À trois mois des élections législatives allemandes, le social-démocrate Martin Schulz va tenter dimanche de sauver sa campagne et de faire oublier les sondages qui prédisent une confortable réélection à une Angela Merkel revigorée.
La tâche s’annonce rude pour l’ancien président du Parlement européen, dont le parti SPD va adopter dimanche à Dortmund (ouest) son programme de campagne pour le scrutin du 24 septembre.
A 61 ans, il paraissait pourtant en mesure il y a encore trois mois de barrer la route à la chancelière allemande, au pouvoir depuis 2005 et qui brigue un quatrième mandat consécutif pour entrer dans l’histoire en termes de longévité au pouvoir.
Désigné fin janvier candidat des sociaux-démocrates (SPD) pour la chancellerie, il a démarré sa campagne pied au plancher face à une Angela Merkel alors encore fragilisée par les critiques contre sa décision d’accueillir plus d’un million de demandeurs d’asile depuis 2015.
En mars, M. Schulz était crédité d’environ 50% d’opinions favorables, contre 38% pour Mme Merkel. Son parti talonnait le mouvement conservateur (CDU) de la chancelière.
Mais depuis, rien ne va plus: partenaire de coalition des conservateurs au niveau fédéral, le parti sort de trois défaites face aux démocrates chrétiens de la chancelière lors de scrutins régionaux.
Parallèlement, les sondages se sont inversés: selon une enquête publiée mercredi, la CDU devance le SPD de seize points (39% contre 23%) et pourrait même se passer des sociaux-démocrates dans la prochaine coalition en s’alliant avec les libéraux du FDP. Ce qui donnerait un coup de barre à droite à l’Allemagne.
« Lorsqu’il a été désigné candidat, Martin Schulz représentait pour beaucoup une alternative à Merkel », « il était relativement nouveau » sur la scène politique allemande puisqu’il avait fait l’essentiel de sa carrière au Parlement européen, explique à l’AFP Gero Neugebauer, politologue à l’Université Libre de Berlin.
Mais en tant que chancelière, Angela Merkel dispose « d’un bonus (…). Schulz est pour ainsi dire un provincial et Merkel, la femme au sommet », résume M. Neugebauer.
Face aux inquiétudes suscitées en Allemagne par le Brexit, l’élection de Donald Trump et la poussée des populismes, Angela Merkel rassure l’opinion en faisant figure de pôle de stabilité.
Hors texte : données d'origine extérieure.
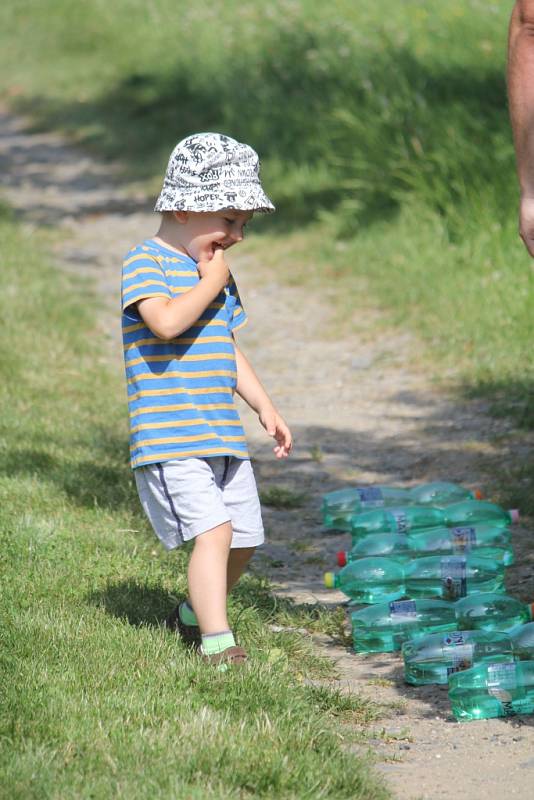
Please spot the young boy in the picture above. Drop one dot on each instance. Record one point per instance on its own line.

Sa capacité à juguler l’afflux de réfugiés, notamment en négociant un accord avec la Turquie, a donné l’impression qu’elle avait « la meilleure stratégie », écrivait mercredi la politologue Renate Köcher dans le journal Frankfurter Allgemeine Zeitung (FAZ).
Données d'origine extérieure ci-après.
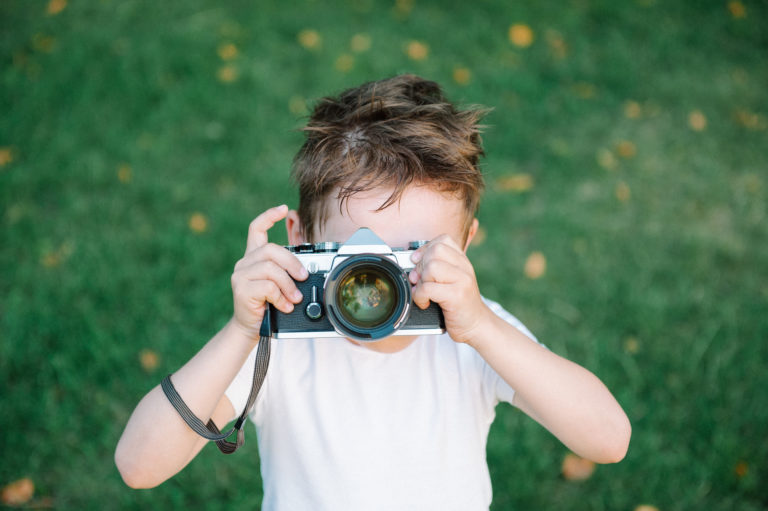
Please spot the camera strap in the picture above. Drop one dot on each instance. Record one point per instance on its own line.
(210, 431)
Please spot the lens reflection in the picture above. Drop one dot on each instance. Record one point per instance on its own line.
(366, 297)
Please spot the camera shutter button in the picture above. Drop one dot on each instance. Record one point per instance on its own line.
(314, 310)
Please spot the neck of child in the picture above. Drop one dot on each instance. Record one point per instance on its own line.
(391, 344)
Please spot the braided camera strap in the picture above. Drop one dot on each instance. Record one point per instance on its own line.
(210, 431)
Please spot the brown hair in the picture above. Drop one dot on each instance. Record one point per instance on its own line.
(394, 133)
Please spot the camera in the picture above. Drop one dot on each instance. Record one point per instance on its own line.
(358, 289)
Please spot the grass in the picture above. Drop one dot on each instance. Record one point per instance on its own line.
(640, 126)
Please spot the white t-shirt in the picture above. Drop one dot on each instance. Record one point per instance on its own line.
(343, 427)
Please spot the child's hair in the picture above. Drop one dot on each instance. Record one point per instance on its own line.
(390, 133)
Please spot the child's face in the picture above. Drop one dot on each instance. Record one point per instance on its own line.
(421, 214)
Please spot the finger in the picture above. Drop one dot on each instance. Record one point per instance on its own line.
(280, 255)
(269, 270)
(426, 292)
(257, 231)
(256, 292)
(437, 270)
(442, 247)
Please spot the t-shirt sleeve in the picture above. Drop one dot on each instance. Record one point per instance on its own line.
(494, 384)
(240, 388)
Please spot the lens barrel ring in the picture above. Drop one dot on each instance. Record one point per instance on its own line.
(338, 313)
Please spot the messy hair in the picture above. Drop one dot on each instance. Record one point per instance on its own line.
(389, 133)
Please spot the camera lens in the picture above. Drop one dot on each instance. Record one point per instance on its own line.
(368, 297)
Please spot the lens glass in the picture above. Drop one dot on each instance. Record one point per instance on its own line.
(366, 296)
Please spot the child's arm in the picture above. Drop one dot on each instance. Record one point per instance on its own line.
(157, 443)
(568, 400)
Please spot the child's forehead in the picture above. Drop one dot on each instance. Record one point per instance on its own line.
(419, 213)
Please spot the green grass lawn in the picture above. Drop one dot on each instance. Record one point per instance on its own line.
(627, 145)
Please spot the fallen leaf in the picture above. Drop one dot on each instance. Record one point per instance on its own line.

Pour tenter de rattraper son retard, le SPD tente depuis des mois de « gauchiser » son discours. Il va adopter dimanche à Dortmund un programme législatif centré autour de la « justice sociale »: hausses d’impôts pour les plus riches, réductions pour les classes moyennes et populaires.
Le SPD lance un appel du pied aux « travailleurs pauvres », nombreux en Allemagne. Et selon un sondage publié jeudi, une majorité d’Allemands (59%) approuverait ces mesures fiscales qui soulageraient à hauteur de 15 milliards d’euros les petits et moyens revenus.
A l’inverse, pour Mme Köcher, cette annonce ne devrait avoir qu’un « impact limité » dans un pays dont la situation économique est enviée dans le reste de l’Europe avec un taux de chômage historiquement bas (5,7% en avril).
Autre difficulté pour M. Schulz: son positionnement jugé trop flou, empruntant à la fois au travailliste britannique Jeremy Corbyn, très à gauche, et au nouveau président centriste français, Emmanuel Macron, très pro-européen et libéral assumé.
« Schulz est un candidat du centre », et son parti veut présenter des idées « modérées qui peuvent parler à tout le monde », ce qui peut le conduire à un « dilemme » dans le choix de ses partenaires de coalition, prévient Gero Neugebauer.
Angela Merkel, par son positionnement centriste sur l’immigration, ne facilite pas la tâche du SPD. La chancelière a aussi privé le SPD de son fonds de commerce traditionnel sur l’anti-américanisme en prenant les devants dans la critique du président américain.
« Il reste plus de trois mois jusqu’aux législatives. Beaucoup de choses peuvent encore changer », veut croire Martin Schulz.